Ex Parte Glenner et al - Page 34


               Appeal 2007-1089                                                                             
               Application 10/348,277                                                                       
                      Clever claim drafting cannot circumvent these principles.  That is,                   
               even when a claim appears to apply an idea or concept as part of a seemingly                 
               patentable process, one must ensure that it does not in reality seek patent                  
               protection for that idea in the abstract.  Diehr, 450 U.S. at 191, 209 USPQ at               
               10.  Similarly, one cannot patent a process that comprises “every substantial                
               practical application” of an abstract idea, because such a patent “in practical              
               effect would be a patent on the [abstract idea] itself.”  Benson, 409 U.S. at                
               71-72, 175 USPQ at 676.9  Such limitations on process patents are important                  
               because without them, “a competent draftsman [could] evade the recognized                    
               limitations on the type of subject matter eligible for patent protection.”                   
               Diehr, 450 U.S. at 192, 209 USPQ at 10.                                                      

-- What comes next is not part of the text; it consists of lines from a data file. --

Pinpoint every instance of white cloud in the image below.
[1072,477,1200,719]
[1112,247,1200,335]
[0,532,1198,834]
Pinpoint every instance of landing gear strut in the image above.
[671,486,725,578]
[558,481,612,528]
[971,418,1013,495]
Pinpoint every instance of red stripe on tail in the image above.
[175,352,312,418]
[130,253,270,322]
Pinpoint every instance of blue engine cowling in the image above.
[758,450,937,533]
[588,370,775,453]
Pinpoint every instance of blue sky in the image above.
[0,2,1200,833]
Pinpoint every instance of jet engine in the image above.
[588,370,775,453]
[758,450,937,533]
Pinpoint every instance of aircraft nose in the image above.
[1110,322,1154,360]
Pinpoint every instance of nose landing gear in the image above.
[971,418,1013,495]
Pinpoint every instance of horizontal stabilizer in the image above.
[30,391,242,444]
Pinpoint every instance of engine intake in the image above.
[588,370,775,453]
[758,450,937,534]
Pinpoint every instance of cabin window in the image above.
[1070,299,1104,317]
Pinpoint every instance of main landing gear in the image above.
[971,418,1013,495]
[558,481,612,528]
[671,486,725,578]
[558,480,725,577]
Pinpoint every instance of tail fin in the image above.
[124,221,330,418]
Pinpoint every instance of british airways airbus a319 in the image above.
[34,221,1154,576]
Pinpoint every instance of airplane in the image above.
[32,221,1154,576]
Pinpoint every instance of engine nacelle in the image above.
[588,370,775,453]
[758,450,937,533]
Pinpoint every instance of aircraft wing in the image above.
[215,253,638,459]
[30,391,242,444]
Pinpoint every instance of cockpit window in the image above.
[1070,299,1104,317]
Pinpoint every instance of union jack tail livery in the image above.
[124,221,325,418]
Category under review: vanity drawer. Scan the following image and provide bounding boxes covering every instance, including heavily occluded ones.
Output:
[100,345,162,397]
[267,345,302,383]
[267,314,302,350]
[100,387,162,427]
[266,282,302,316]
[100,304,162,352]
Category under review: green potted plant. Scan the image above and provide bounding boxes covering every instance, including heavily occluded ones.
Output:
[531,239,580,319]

                                                    (ii)                                                    
                            “Abstract Idea” Exception and Appellants’ Claims                                
                      Because Appellants’ claim 23 is completely untethered from any sort                   
               of structure or physical step, it is directed to a disembodied concept.  In                  
               other words, the claim is nothing but a disembodied abstract idea until it is                
               instantiated in some physical way so as to be limited to a practical                         
               application of the idea.  For example, claim 23 does not specify whether the                 
               entity performing the steps of receiving, identifying, combining, and                        

                                                                                                           
               9     The observation in State Street that “[w]hether the patent’s claims are                
               too broad to be patentable is not to be judged under § 101, but rather under                 
               §§ 102, 103, and 112” did not, nor could it, overrule the Supreme Court’s                    
               pre-emption doctrine.  See State Street, 149 F.3d at 1377, 47 USPQ2d at                      
               1604.  Rather, pre-emption was not at issue in State Street since the claim in               
               that case was particularly confined to a machine implementation, and did not                 
               suffer from the same defect as Appellants’ claim.